SpaceX's Starship: Earth's Latest Attempt at Eardrum Obliteration

Photography of a giant cartoon alien covering its ears, standing next to a massive rocket launch, explosion of sound waves, frightened humans running, comedic chaos, vibrant colors, exaggerated facial expressions

Zog the Alien reports on SpaceX's Starship, Earth's newest noise pollution machine. Discover how humans are turning rocket science into a deafening disaster for nearby earthlings.

Greetings, Earth dwellers! Zog here, reporting on your latest attempt to shatter the sound barrier – and every window within a 10-mile radius. It seems your SpaceX corporation, led by the enigmatic Elon Musk (is he one of us?), has outdone itself with the Starship rocket.

Picture this: a 30-story building that screams louder than a toddler throwing a tantrum in a toy store. That's your Starship for you! It's so noisy, it makes your Falcon 9 rocket sound like a whispering mouse. Talk about overcompensation!

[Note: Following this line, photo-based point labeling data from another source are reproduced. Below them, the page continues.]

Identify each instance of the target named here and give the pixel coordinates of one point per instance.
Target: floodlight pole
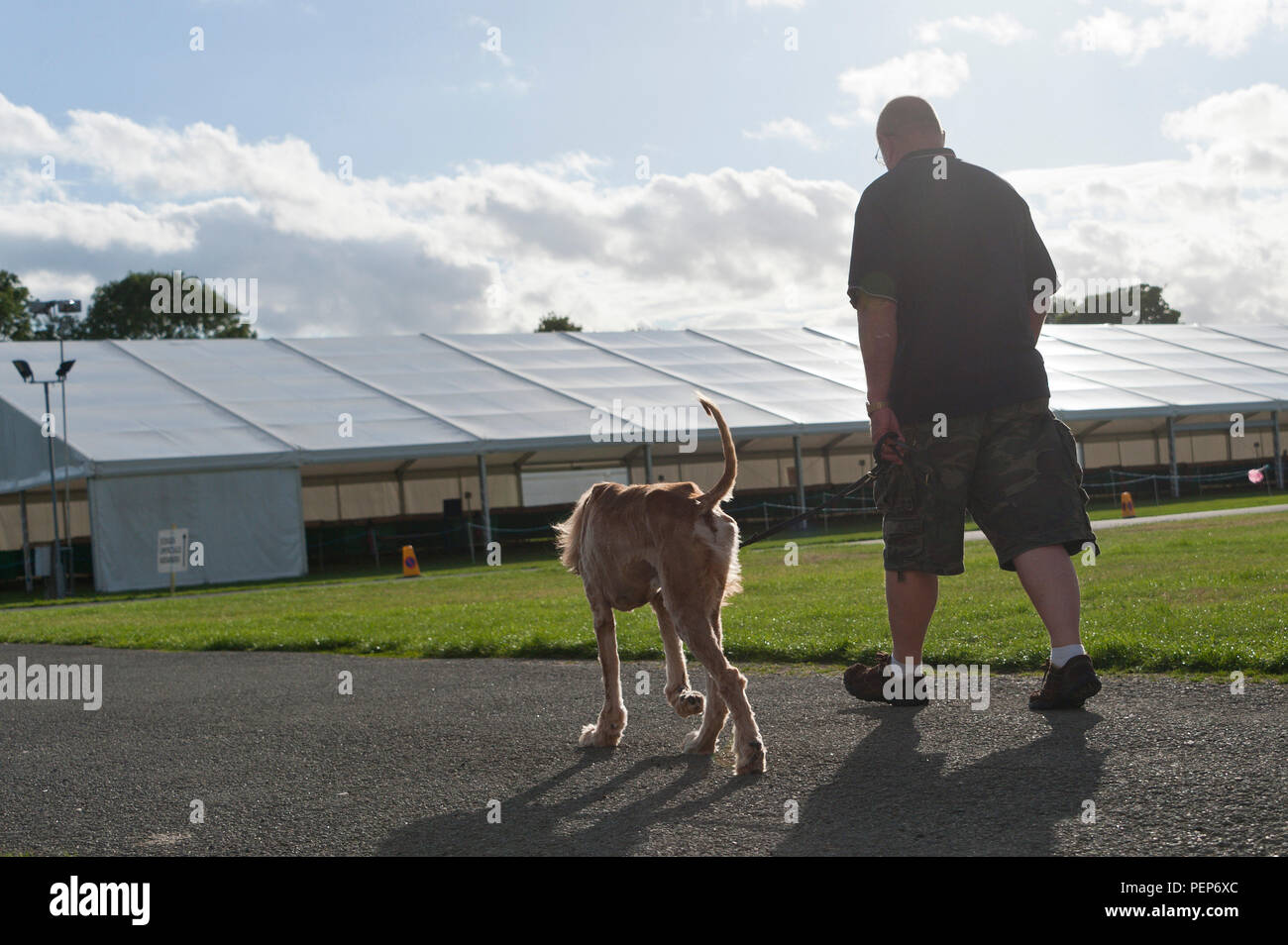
(67, 485)
(53, 497)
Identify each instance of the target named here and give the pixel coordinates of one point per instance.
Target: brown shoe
(868, 682)
(1068, 686)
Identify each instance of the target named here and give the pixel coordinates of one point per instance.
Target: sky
(395, 167)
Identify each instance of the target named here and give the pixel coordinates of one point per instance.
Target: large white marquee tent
(243, 442)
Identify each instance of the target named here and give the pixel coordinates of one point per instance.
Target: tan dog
(669, 545)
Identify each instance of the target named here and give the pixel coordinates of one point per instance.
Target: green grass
(1196, 597)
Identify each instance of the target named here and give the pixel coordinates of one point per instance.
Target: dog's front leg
(612, 717)
(726, 694)
(679, 692)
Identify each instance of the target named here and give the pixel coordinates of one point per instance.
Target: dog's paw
(692, 746)
(603, 735)
(751, 759)
(690, 704)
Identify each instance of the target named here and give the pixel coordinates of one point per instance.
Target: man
(944, 274)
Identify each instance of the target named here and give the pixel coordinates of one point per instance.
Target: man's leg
(911, 604)
(1051, 583)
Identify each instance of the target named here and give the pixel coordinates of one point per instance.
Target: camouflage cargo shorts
(1016, 469)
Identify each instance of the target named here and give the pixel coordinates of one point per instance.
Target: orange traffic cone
(1128, 506)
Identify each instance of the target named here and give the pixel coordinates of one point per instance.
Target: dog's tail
(568, 533)
(722, 489)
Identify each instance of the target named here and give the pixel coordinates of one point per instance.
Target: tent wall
(250, 524)
(40, 519)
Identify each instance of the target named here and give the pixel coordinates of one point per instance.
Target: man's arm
(879, 334)
(1037, 316)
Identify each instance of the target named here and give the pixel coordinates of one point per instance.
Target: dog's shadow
(568, 828)
(888, 798)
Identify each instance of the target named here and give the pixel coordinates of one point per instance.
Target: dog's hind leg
(679, 692)
(703, 740)
(706, 640)
(612, 717)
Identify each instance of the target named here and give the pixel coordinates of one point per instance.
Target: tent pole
(1171, 456)
(1279, 459)
(26, 542)
(800, 475)
(487, 509)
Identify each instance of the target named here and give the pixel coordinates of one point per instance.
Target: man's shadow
(568, 827)
(889, 799)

The poor residents of South Padre Island and Port Isabel are in for a treat. They get to experience what it's like to stand 200 feet from a Boeing 747 during takeoff – all from the comfort of their soon-to-be-structurally-damaged homes! Who needs peace and quiet when you can have your very own earthquake simulator?

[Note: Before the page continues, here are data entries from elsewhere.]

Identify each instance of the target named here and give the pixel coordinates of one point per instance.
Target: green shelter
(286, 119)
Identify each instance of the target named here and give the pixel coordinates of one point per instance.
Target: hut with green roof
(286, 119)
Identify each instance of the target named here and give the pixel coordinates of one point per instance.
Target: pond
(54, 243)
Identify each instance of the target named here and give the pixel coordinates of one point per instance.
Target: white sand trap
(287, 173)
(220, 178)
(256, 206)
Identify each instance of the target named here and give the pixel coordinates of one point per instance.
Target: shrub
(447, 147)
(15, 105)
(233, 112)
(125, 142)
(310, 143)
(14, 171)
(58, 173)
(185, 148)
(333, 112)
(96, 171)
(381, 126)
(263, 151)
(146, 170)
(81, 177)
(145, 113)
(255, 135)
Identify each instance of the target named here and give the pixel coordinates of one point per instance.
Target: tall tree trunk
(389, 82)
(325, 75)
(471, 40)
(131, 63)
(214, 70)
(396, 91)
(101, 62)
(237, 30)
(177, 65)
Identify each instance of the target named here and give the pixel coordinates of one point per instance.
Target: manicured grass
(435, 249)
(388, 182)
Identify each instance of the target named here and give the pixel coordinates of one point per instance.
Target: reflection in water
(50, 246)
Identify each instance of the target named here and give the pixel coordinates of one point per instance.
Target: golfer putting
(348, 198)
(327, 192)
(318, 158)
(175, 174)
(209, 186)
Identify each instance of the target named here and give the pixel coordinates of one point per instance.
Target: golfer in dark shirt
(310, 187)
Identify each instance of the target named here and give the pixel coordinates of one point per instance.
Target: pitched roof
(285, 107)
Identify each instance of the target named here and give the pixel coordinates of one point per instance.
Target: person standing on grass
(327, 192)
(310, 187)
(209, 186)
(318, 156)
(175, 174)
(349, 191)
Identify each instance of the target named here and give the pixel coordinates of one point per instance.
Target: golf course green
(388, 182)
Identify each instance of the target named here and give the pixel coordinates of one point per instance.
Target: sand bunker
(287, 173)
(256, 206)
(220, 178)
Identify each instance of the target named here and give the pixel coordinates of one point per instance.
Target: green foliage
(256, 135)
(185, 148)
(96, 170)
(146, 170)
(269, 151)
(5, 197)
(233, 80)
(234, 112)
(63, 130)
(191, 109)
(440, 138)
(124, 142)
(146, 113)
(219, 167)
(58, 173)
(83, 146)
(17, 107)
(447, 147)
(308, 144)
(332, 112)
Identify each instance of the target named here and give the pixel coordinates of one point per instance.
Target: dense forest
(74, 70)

But wait, there's more! SpaceX plans another test this week. Because why stop at just one sonic boom when you can have a sequel? It's like they're competing for the "Most Inconsiderate Neighbor" award.

In conclusion, Earth, I must applaud your dedication to chaos. You've managed to turn rocket science into a deafening disaster. Keep it up, and soon you'll achieve your apparent goal of planet-wide tinnitus! This is Zog, signing off – and investing in Earth's earplugs industry.

Based on the original article "SpaceX Starship’s Sonic Boom Creates Risk of Structural Damage, Test Finds".